Wahnsinnig witzig wurden die Projektideen in (natürlich extrem ökologischen) Beton gegossen, mit lustigen Spielereien dran – etwa pupsende Sitzkissen, ein Kuhfladen im Stelenbauch oder blubbernde und plätschernde Interaktiv-Säulen. Klingt komisch, war aber so. Letztere sollten zum Beispiel Patenschaften für Aachener Bachlandschaften einwerben. Auch so ein Projekt, dass mangels Interesse grandios gescheitert ist. So geriet vieles in Vergessenheit, die Stelen selbst wohl irgendwie auch.

Obwohl sie auffallen: beschmiert, bemalt, beklebt, besprüht, als Pissoirs missbraucht, bemoost und alle ziemlich ramponiert. Sie sehen „grässlich“ aus, wie auch die Stadt auf Anfrage einräumt. Doch die Dinger sind tonnenschwer.

Apropos Tonne: Darum hat wohl nur der Aachener Stadtbetrieb – dank schnell verfügbarem Großbaggergerät – die Stele vor seinem Bauhof am Madrider Ring kurzerhand entsorgt. Hoffentlich war das abgesprochen. Der Restschrott verschandelt seit 16 Jahren das Stadtbild. Wir zollen Respekt. In Sachen Nachhaltigkeit macht den Öko-Akteuren keiner was vor. Das Zeug hält. Kompliment. Aufgestoßen ist das bislang den Stadtoberen nicht.

Warum auch? Die Aachener haben sich ja auch mit dem ganzen anderen Gammelbeton arrangiert: Bushof, Globus-Center, Anne-Frank-Gymnasium, Bahnhofsvorplatz. Manchmal kann es gar nicht genug Beton sein. Herrlich. Dennoch ist die Sache irgendwie nicht zu Ende gedacht. Vielleicht muss das ja so sein, dass ökologisch besonders bedeutsame Belange so aussehen, als sollten sie entweder dringend mal geschrubbt, aufgeräumt oder ganz woanders hin verlegt werden.

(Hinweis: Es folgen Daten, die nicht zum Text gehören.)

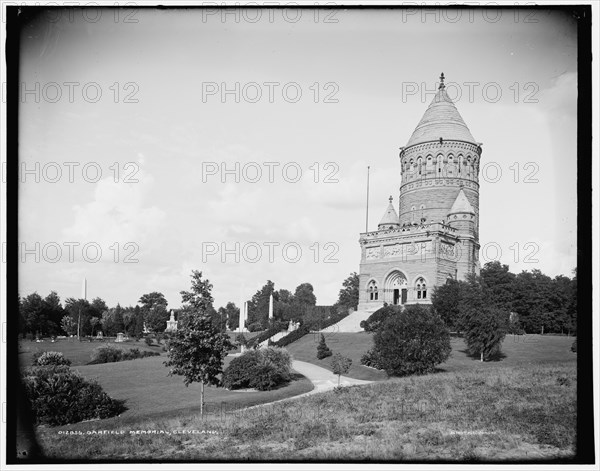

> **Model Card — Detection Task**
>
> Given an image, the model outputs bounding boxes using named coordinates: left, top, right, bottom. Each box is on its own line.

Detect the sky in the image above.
left=18, top=9, right=577, bottom=307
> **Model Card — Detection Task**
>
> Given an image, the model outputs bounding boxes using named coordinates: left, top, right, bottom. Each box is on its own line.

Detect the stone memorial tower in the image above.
left=358, top=74, right=481, bottom=312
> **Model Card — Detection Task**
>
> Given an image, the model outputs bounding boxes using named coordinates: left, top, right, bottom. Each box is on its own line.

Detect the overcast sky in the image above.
left=19, top=9, right=577, bottom=307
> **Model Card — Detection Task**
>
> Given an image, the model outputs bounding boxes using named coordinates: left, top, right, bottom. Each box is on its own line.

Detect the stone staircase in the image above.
left=258, top=330, right=289, bottom=348
left=316, top=309, right=376, bottom=333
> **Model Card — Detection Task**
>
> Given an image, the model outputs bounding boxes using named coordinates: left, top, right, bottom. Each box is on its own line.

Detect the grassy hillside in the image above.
left=69, top=356, right=313, bottom=418
left=38, top=359, right=576, bottom=461
left=19, top=339, right=164, bottom=367
left=286, top=332, right=577, bottom=381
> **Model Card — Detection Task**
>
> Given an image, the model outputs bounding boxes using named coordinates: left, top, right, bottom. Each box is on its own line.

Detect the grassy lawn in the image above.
left=66, top=356, right=313, bottom=424
left=286, top=332, right=387, bottom=381
left=286, top=332, right=577, bottom=381
left=38, top=364, right=576, bottom=462
left=19, top=339, right=164, bottom=367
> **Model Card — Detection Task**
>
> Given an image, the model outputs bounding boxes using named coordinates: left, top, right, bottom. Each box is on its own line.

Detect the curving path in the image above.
left=229, top=353, right=375, bottom=409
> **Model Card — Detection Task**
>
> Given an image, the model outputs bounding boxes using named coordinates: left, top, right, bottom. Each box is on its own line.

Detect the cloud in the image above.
left=63, top=154, right=166, bottom=258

Da fällt einem zum Beispiel der wildwunde Gemeinschaftsgarten Hirschgrün an der Richardstraße im Suermondt-Viertel ein – oder das eigens für vermisste Insekten bepflanzte, eingezäunte und dennoch mit Hundekot gedüngte Areal an der Ecke Boxgraben/Weberstraße. Angesichts solch grüner Kunststücke darf man im Gegenzug – wie am Klinikum – schon mal guten Gewissens ein paar hundert Bäume wegmachen. Kein Problem. Vielleicht kann man auf die Schrottstelen ja ein paar Blümchen pflanzen. Ausgleichsfläche. Das wusste schon Beuys: Kosten und Nutzen müssen nicht zwingend in einem vernünftigen Verhältnis stehen.